I am absolute newbie to stochastic calculus and have to solve a weighted hazard rates integral, where the hazard rates are stochastic, their logarithm governed by arithmetic Ornstein-Uhlenbeck (OU) process (if it simplifies, asymptotically for large times so that all transients are gone).
I.e. I am looking for the distribution at time $t$ of the stochastic process
$$A(t) = \int_0^t q(s) e^{x_s} ds $$
where $q(s)$ is the weight function of time (let's for simplicity think it polynomial or even constant),
and $x_s = x_0 e^{-as} + (1-e^{-as})\mu + \sigma e^{as} \int_0^s e^{-as} dW_s$ being the OU solution with mean $\mu$ and mean-reversion strength parameter $a$.

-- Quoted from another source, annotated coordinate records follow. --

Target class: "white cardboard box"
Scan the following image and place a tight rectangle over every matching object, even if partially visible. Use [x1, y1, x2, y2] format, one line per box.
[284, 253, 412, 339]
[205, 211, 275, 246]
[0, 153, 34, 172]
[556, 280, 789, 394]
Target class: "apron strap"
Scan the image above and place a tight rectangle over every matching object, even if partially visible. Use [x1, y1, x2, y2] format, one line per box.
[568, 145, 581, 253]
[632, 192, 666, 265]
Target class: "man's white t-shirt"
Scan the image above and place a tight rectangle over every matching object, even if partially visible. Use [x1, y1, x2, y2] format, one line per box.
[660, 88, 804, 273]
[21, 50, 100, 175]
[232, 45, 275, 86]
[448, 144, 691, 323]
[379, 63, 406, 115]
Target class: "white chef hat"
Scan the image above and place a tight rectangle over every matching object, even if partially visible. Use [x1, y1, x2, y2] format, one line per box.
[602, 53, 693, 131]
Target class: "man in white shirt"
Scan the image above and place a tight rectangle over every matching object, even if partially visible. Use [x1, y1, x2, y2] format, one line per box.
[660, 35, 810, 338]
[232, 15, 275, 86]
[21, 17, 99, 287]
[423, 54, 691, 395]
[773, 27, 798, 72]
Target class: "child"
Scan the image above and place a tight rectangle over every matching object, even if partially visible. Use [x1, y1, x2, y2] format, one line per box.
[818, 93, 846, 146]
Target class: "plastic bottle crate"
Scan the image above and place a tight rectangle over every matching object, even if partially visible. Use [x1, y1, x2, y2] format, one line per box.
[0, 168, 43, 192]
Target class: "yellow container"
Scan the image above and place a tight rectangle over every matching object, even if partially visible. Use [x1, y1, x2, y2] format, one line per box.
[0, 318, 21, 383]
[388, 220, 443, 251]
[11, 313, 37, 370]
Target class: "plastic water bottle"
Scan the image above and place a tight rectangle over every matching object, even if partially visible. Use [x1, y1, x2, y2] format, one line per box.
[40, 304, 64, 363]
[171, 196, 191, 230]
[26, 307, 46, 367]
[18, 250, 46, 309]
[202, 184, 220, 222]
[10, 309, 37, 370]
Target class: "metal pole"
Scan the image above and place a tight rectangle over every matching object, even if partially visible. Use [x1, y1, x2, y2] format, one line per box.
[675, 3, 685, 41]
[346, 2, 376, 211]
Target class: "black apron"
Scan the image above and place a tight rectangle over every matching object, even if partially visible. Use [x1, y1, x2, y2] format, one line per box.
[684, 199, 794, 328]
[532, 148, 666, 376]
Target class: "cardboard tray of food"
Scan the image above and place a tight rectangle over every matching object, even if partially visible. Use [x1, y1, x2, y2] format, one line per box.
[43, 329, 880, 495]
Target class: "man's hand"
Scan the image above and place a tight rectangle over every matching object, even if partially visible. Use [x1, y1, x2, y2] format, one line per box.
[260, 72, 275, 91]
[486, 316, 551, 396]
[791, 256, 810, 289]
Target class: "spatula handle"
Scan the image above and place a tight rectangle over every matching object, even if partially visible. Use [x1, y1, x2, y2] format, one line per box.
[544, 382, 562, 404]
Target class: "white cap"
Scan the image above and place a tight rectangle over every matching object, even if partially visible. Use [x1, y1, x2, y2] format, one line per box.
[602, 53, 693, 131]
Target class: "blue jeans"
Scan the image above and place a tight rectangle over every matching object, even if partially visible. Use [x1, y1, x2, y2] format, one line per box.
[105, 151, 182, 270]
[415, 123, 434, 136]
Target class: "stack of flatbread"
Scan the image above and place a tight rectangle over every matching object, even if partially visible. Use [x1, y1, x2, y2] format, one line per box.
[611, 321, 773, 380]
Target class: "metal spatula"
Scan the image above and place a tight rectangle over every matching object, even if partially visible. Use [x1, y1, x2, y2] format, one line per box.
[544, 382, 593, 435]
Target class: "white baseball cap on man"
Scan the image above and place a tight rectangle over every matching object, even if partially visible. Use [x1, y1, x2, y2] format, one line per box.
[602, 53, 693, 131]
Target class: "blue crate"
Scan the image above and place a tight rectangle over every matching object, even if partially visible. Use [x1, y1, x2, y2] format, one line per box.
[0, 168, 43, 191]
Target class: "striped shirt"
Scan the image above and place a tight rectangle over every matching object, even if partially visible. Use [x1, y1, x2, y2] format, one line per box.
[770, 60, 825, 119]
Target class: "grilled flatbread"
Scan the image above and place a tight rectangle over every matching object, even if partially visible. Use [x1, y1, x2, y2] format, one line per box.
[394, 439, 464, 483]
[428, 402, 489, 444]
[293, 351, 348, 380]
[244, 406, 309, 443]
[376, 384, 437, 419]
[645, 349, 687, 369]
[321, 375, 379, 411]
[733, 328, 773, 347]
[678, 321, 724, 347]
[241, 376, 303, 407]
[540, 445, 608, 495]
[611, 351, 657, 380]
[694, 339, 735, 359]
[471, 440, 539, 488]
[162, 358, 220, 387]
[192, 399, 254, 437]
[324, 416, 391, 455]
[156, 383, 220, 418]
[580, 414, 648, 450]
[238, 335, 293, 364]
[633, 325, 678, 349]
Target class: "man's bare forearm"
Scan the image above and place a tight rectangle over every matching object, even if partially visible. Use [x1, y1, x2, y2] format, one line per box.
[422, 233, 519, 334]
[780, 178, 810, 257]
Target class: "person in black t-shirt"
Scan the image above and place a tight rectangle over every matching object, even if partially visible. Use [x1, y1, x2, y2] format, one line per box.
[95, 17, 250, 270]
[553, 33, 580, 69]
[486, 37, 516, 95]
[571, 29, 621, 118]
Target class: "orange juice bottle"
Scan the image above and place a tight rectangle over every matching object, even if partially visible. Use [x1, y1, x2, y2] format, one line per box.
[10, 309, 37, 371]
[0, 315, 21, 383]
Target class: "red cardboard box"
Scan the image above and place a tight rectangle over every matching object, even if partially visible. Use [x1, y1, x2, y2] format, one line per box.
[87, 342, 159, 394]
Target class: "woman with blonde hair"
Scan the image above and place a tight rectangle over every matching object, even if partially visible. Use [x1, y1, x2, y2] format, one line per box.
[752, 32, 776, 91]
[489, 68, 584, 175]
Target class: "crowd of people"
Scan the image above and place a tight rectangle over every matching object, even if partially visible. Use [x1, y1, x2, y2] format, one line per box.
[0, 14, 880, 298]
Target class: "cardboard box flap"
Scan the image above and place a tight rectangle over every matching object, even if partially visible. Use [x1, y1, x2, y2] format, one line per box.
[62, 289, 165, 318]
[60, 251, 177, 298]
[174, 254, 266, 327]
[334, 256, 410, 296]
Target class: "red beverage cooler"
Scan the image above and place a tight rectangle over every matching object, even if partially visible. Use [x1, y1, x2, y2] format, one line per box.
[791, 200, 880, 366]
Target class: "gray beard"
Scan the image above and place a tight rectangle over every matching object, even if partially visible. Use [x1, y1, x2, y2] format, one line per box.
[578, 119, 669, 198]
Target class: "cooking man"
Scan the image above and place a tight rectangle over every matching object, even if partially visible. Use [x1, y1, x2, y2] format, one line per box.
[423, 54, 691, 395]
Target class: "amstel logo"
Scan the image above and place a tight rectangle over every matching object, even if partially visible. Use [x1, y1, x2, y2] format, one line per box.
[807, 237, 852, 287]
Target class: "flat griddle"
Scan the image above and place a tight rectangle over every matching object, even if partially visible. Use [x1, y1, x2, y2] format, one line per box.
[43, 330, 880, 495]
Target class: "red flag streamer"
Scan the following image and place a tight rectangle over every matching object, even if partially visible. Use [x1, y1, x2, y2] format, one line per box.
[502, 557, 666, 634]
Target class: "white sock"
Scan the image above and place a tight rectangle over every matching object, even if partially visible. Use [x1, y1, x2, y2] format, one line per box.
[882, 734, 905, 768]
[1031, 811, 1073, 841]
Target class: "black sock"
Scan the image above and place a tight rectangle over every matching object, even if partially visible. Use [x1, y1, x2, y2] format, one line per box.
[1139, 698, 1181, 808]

After transients, $$ x_s \approx \mu + \sigma e^{as} \int_0^s e^{-as} dW_s = \mu + \beta W_s $$
with $\beta^2 = \frac{\sigma^2}{2a}(1 - e^{- 2 a s}) \approx \frac{\sigma^2}{2a}$
So the simplified version of the initial problem: $$A(t) = \int_0^t q(s) e^{\mu + \beta W_s} ds $$ with constant $\mu$ and $\beta$ and a Wiener process $W_s$ (to be more precise, a random variable with density N(0,1))
Now my problem:
tried to solve $A(t)$ integral by parts and got stuck $\Rightarrow$ need any possible hint top get any further:
With $Q(t) = \int q(s) ds$
$$ A(t) = Q(t)e^{\mu + \beta W_t} - Q(0)e^{\mu} - \beta \int_0^t Q(s) e^{\mu + \beta W_s} dW_s $$
If I am correct so far, how to solve the right integral?
Must be a one-liner well described in the literature but I could not find any information. Maybe solvable by Taylor expansion of $e^W_s$?
Would be very grateful for any hint!!!